301AA - Advanced Programming Lecturer: Andrea Corradini andrea@di.unipi.it http://pages.di.unipi.it/corradini/ AP-24 : RUST
The RUST programming language • Brief history • Overview of main concepts • Avoiding Aliases + Mutable • Ownership and borrowing • Traits, generics and inheritance • (Slides by Haozhong Zhang) 2
Brief History • Development started in 2006 by Graydon Hoare at Mozilla. • Mozilla sponsored RUST since 2009, and announced it in 2010. • In 2010 shift from the initial compiler in OCaml to a self-hosting compiler written in Rust , rustc : it successfully compiled itself in 2011. • rustc uses LLVM as its back end. • Most loved programming language in the Stack Overflow annual survey of 2016, 2017, 2018 and 2019. 3
On RUST syntax • Rust is a system programming language with a focus on safety, especially safe concurrency, supporting both functional and imperative paradigms. • Concrete syntax similar to C and C++ (blocks, if- else , while , for ), match for pattern matching • Despite the superficial resemblance to C and C++, the syntax of Rust in a deeper sense is closer to that of the ML family of languages as well as the Haskell language. • Nearly every part of a function body is an expression (including if-else ). 4
Memory safety • Designed to be memory safe: – No null pointers – No dangling pointers – No data races • Data values can only be initialized through a fixed set of forms, requiring their inputs to be already initialized.
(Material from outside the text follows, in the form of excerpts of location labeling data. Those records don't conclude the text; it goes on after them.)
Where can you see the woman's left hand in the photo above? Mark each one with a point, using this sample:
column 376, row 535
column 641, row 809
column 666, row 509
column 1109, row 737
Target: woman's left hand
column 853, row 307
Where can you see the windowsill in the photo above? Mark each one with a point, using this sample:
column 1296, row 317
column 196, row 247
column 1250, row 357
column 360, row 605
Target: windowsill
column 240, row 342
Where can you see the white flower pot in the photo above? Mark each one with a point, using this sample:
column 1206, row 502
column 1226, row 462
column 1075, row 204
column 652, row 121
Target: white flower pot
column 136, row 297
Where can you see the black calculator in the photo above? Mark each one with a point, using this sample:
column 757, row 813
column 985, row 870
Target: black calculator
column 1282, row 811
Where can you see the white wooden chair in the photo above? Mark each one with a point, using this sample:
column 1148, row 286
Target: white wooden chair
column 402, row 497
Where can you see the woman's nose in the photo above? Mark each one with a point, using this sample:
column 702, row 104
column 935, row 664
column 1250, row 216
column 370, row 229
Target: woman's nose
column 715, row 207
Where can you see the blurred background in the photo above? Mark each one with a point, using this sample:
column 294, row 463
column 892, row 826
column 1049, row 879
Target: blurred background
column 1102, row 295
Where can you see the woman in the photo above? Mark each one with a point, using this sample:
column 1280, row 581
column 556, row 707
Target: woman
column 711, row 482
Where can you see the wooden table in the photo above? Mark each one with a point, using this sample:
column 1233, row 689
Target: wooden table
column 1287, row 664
Compile time error if any branch of code fails to assign a value to the variable. • To avoid the use on “null”, Rust core library provides an option type , which can be used to test if a pointer has Some value or None. • Rust also introduces syntax to manage lifetimes , and the compiler reasons about these through its borrow checker . 5
Memory management • No garbage collection. Deterministic management of resources, with very low overhead. • Memory and other resources managed through Resource Acquisition Is Initialization ( RAII ), with optional reference counting. [Resource allocation is done during object initialization, by the constructor, while resource deallocation (release) is done during object destruction (specifically finalization), by the destructor. • Rust favors stack allocation (default). No implicit boxing. • Safety in the use of pointers/references/aliases is guaranteed by the Ownership System and by the compilation phase of borrowing checking . 6
Ownership System • Rust has an ownership system, based on concepts of ownership, borrowing and lifetimes • Data are immutable by default, and declared mutable using mut . • All values have a unique owner where the scope of the value is the same as the scope of the owner. • A resource can be borrowed from its owner (via assignment or parameter passing) according to some rules. • Values can be passed by immutable reference using &T , by mutable reference using &mut T or by value using T . • At all times, there can either be multiple immutable references or one mutable reference to a resource. This is checked statically. 7
Types and polymorphism • Type inference , for variables declared with the let keyword. • Classes are defined using structs for fields and implementations ( impl ) for methods. • No inheritance in RUST! è Pushing composition over inheritance • The type system supports traits , corresponding to Haskell type classes, for ad hoc polymorphism. • Traits can contain abstract methods or also concrete (default) methods. They cannot declare fields. • Support for bounded universal explicit polymorphism with generics , as in Java, where bounds are one or more traits. 8
Digression: The diamond problem of multiple inheritance • Two classes B and C inherit from A, and class D inherits from both B and C. If there is a method in A that B and C have overridden, and D does not override it, then which version of the method does D inherit: that of B, or that of C? • Java 8 introduces default methods on interfaces. If A,B,C are interfaces, B,C can each provide a different implementation to an abstract method of A, causing the diamond problem. • Either class D must reimplement the method, or the ambiguity will be rejected as a compile error. 9
Generic functions • Generic functions may have the generic type of parameter bound by one or more traits. Within such a function, the generic value can only be used through those traits. • Therefore a generic function can be type-checked when defined (as in Java, unlike C++ templates). • However, implementation of Rust generics similar to typical implementation of C++ templates: a separate copy of the code is generated for each instantiation. • This is called monomorphization and contrasts with the type erasure scheme of Java. – Pros: optimized code for each specific use case – Conss: increased compile time and size of the resulting binaries. 10
An Introduction to Rust Programming Language Haozhong Zhang Jun 1, 2015 Slides freely adapted by the lecturer
As a programming language … fn main() { println!(“Hello, world!”); } • Rust is a system programming language barely on the hardware . • No runtime requirement ( eg . GC/Dynamic Type/…) • More control ( over memory allocation/destruction/…) • …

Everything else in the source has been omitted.